AWS S3 uses DynamoDB. This is the old pattern — the newer S3 native locking (available in Terraform 1.7+) stores the lock in the S3 bucket itself using conditional writes, and you can drop the DynamoDB table. If you're using the DynamoDB pattern, the table needs a LockID string partition key and that's it.
Azure Blob Storage uses blob leases built into the storage API. No additional setup needed.
GCS uses object generation conditions — a built-in GCS feature. Also no additional setup.
All three work the same way from Terraform's perspective: a terraform apply that starts while another is running will fail with a lock error. This prevents two CI jobs from applying simultaneously and producing a corrupted state.
When a CI job dies mid-apply and leaves a stale lock, you'll see an error like:
Error: Error locking state: Error acquiring the state lock
Lock Info:
ID: 12345678-1234-1234-1234-123456789012
...
After confirming the lock is genuinely stale (no apply is actually running), release it:
terraform force-unlock 12345678-1234-1234-1234-123456789012
Verify the infrastructure is in a consistent state before running another apply. Don't just unlock and immediately re-apply without checking.
The -target Trap
terraform apply -target=aws_instance.web applies changes only to a specific resource, ignoring everything else in your configuration. It sounds useful for quick fixes. It's almost always a mistake.
The problem: after a targeted apply, your state is partially updated. Your configuration says one thing about the rest of your infrastructure, your state says another. Subsequent terraform plan runs may show unexpected diffs because Terraform is now working from a state that doesn't fully reflect the last full apply. You've introduced drift between your declared configuration and your actual state.
I use -target exactly once: emergency mitigation when something is actively on fire and I need to bring one resource back to a known state right now. Even then, I follow up with a full terraform plan and apply as soon as the incident is resolved to re-sync the state.
Provider Authentication in CI
This deserves its own post, but briefly: no long-lived credentials in CI.
For AWS, configure the Jenkins agent (or GitHub Actions runner) to assume an IAM role via OIDC, or use the EC2 instance profile if the Jenkins agent runs on EC2. No AWS_ACCESS_KEY_ID in environment variables.

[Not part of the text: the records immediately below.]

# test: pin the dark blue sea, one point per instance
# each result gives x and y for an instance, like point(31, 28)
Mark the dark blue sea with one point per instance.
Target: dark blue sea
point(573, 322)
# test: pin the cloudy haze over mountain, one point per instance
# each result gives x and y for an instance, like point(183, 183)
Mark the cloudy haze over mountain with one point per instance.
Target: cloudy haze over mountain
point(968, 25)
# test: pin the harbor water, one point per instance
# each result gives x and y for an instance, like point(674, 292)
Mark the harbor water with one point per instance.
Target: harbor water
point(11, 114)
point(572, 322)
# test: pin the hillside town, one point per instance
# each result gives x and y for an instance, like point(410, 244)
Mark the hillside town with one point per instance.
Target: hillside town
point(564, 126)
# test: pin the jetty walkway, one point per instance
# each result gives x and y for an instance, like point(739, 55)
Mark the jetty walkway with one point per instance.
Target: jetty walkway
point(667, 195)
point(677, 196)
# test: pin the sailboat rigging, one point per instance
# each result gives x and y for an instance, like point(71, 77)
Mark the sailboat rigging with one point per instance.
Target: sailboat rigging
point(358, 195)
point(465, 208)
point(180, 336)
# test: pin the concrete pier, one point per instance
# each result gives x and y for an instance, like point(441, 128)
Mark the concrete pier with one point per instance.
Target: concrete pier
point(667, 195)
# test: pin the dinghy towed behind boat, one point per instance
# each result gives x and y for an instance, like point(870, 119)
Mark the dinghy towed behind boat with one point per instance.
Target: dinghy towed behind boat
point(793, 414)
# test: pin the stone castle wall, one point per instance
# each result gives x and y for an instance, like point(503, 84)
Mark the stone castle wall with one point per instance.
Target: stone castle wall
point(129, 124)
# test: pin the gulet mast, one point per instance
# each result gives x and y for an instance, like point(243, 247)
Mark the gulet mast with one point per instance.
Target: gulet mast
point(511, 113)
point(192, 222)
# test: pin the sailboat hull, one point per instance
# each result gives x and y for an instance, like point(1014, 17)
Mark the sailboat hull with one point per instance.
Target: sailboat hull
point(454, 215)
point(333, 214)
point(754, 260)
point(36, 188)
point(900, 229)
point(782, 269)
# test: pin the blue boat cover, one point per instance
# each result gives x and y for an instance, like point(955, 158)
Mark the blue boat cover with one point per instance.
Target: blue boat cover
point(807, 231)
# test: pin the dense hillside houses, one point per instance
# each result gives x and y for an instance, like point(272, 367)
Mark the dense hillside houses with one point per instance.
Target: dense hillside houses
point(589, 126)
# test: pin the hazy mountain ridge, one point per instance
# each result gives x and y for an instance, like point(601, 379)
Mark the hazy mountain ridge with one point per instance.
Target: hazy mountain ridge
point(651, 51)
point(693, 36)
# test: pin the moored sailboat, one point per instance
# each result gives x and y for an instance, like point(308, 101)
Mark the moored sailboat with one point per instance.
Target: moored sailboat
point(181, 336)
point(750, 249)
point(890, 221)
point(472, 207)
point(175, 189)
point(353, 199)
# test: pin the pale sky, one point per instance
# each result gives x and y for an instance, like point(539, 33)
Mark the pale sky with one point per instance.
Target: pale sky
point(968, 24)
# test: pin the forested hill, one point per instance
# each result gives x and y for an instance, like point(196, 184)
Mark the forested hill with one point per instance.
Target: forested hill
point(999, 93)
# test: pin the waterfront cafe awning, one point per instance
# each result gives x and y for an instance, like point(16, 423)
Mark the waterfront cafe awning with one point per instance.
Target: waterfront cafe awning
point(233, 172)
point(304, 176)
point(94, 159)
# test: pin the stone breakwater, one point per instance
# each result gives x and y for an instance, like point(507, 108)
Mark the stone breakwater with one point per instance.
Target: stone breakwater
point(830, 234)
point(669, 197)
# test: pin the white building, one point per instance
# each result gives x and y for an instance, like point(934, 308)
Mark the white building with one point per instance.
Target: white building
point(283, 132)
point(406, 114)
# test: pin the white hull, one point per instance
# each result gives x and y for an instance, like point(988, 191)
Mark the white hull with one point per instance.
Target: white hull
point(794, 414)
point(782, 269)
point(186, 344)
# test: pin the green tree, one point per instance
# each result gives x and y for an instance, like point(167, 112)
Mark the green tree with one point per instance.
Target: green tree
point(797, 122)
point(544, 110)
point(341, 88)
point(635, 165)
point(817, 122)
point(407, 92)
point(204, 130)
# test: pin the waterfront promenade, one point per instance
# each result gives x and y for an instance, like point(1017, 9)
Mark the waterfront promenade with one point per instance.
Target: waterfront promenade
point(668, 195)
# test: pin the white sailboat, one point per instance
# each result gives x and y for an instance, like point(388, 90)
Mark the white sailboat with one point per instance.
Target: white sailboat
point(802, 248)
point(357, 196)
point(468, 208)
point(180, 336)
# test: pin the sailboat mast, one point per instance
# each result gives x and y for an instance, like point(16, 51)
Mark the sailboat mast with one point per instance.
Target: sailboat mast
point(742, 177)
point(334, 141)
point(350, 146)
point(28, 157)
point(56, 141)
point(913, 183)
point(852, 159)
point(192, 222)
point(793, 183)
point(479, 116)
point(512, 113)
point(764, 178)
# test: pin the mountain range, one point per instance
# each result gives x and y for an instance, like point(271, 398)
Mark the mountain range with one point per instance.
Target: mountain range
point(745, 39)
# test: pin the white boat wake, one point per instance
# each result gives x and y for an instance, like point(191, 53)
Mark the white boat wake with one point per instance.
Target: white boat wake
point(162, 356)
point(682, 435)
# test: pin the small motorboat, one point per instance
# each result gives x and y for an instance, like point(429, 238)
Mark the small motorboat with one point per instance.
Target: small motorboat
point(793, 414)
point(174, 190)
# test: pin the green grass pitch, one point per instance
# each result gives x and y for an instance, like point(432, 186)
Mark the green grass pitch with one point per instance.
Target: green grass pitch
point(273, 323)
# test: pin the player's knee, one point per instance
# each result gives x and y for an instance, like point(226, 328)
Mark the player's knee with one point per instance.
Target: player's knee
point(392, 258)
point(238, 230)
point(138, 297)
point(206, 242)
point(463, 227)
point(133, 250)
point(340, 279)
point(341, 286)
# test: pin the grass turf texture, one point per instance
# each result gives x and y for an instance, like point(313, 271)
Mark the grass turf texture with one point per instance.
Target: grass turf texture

For Azure, use a service principal with federated credentials tied to your CI system's OIDC provider. The service principal gets Contributor on the relevant subscriptions. Set ARM_USE_OIDC=true in the provider configuration.
For GCP, use Workload Identity Federation. The CI provider authenticates via OIDC and impersonates a GCP service account. No JSON key files.
The pattern is the same across all three clouds: the CI system proves its identity via a short-lived OIDC token, exchanges it for a cloud-provider credential scoped to exactly what it needs. Static credentials that can be exfiltrated and used outside your CI system are a category of risk you can eliminate entirely.